Un ressortissant germano-polonais, qui appartiendrait au réseau du «milieu des Reichsbürger», a été placé en détention provisoire ce mardi, soupçonné d’avoir préparé des tentatives d’assassinat contre des politiques allemands.

A Francfort, en novembre. L’individu, identifié uniquement sous le nom de Martin S., a été arrêté lundi soir dans la ville de Dortmund, dans l’ouest de l’Allemagne. (Boris Roessler/dpa Picture-Alliance. AFP)
Publié le 11/11/2025 à 16h43

Une liste de «condamnations à mort», des primes en échange d’assassinat, des instructions pour fabriquer des engins explosifs… Un citoyen germano-polonais, soupçonné d’avoir administré un site sur le Dark Web incitant au meurtre de personnalités politiques allemandes, a été placé en détention provisoire, a annoncé ce mardi 11 novembre le parquet général. L’individu, identifié uniquement sous le nom de Martin S., a été arrêté lundi soir dans la ville de Dortmund, dans l’ouest de l’Allemagne. Il est accusé de crimes graves contre l’Etat.

« Individu isolé »

Une source informée de l’avancée des investigations a affirmé auprès de l’AFP que le suspect serait un Reichsbürger, c’est-à-dire un «citoyen du Reich». Cette mouvance hétéroclite et conspirationniste d’extrême droite nie la légitimité de la république fédérale d’Allemagne et est impliquée dans plusieurs dossiers de complots en vue de commettre assassinats et coups d’Etat. D’après le responsable interrogé par l’AFP, il s’agirait néanmoins «d’un individu isolé» qui avait pour cibles premières les anciens chanceliers Olaf Scholz et Angela Merkel.

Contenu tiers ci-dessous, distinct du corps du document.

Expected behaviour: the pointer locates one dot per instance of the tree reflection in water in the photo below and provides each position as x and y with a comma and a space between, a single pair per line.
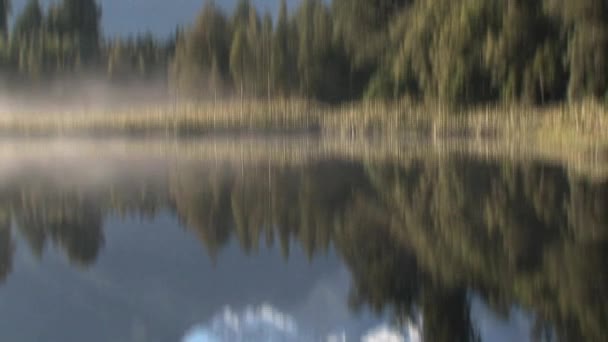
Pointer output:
417, 238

Son site web, invisible pour les navigateurs ne disposant pas d’un logiciel spécial, était en ligne depuis au moins juin 2025. Dessus, il aurait appelé «à commettre des attentats contre des hommes politiques, des responsables publics et des personnalités de la vie publique en Allemagne», affirme la même source. A cette fin, il a publié les noms de ses cibles potentielles, prononcé des «condamnations à mort» et diffusé des instructions pour fabriquer des engins explosifs. Il a également sollicité des contributions en cryptomonnaie pour verser une «prime» en cas d’assassinat.

«Extrémiste dangereux»

Le parquet n’a pas précisé s’il disposait d’armes ou d’explosifs pour mettre ses menaces à exécution. «L’accusé comparaîtra aujourd’hui devant un juge d’instruction, qui décidera s’il y a lieu de délivrer un mandat d’arrêt», ont ajouté les procureurs dans leur communiqué.

L’Allemagne a démantelé ces dernières années plusieurs réseaux complotistes ou d’extrême droite suspectés de vouloir s’en prendre aux institutions et aux dirigeants du pays. Le cas le plus emblématique a été le démantèlement en décembre 2022 d’un groupe accusé d’avoir préparé un coup d’Etat et appartenant à cette même nébuleuse des Reichsbürger. Trois procès distincts ont débuté au printemps 2024, dont celui du meneur, un aristocrate allemand, Henri XIII, dit «Prince Reuss», et d’anciens soldats d’élite.

En mai, le gouvernement du chancelier Friedrich Merz a dissout l’organisation «Royaume d’Allemagne», un collectif de Reichsbürger vivant en dehors des cadres institutionnels et qualifié «d’extrémiste dangereux».